I have no idea what Tim C, HB, etc or anyone else is thinking, but how about this scenario. Let it drop to about $1 and then take the $150MM cash on hand and buy it all back - taking ARIA private.
if I were mgmt, that would sound good to me as I would get to keep everything. It may not be worth much, but I get to keep it and start again without any of the silliness of the market to distract me.
I don't know you as other than ariafan, but I wish you good health. A lesson learned for me too, about myself. Not a pleasant one, and a bit late in life, but it still counts as an experience in which we were active participants, rather than watching from the sidelines.
All the best.
Agree with both of you - and thanks 2damoon1 for your reply.

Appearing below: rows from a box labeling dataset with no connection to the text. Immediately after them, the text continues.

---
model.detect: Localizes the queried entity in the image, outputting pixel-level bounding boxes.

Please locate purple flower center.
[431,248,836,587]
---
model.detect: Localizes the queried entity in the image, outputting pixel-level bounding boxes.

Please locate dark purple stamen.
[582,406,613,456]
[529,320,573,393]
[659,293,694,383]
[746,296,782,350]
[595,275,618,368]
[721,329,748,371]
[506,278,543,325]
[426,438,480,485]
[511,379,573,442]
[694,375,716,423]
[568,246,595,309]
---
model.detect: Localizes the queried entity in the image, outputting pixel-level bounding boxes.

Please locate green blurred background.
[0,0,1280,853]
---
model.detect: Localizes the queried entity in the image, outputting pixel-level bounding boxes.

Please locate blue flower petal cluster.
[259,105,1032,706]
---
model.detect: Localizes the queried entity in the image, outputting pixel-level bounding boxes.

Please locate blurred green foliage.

BP is not good at finding new drugs; the R&D mechanism has not worked well for some time now and this is widely acknowledged. I will even go so far to say that BP is thrashing about trying to find a better drug discovery model and has not been able to do so; small companies remain the engine of discovery. Period.
I believe a Roche/Gen-type partnership would be better for continuing drug discovery than an outright buyout, but that is an operational detail and would have minimal effect on the dollar value of the overall transaction.
ARIA is a small company, with some revenue, good IP and a pipeline. It is attractive. Putting a deal together will take most of the 3-5 months you project. I figure that is a realistic, if the only, path forward and that MRK is the best suitor at this point.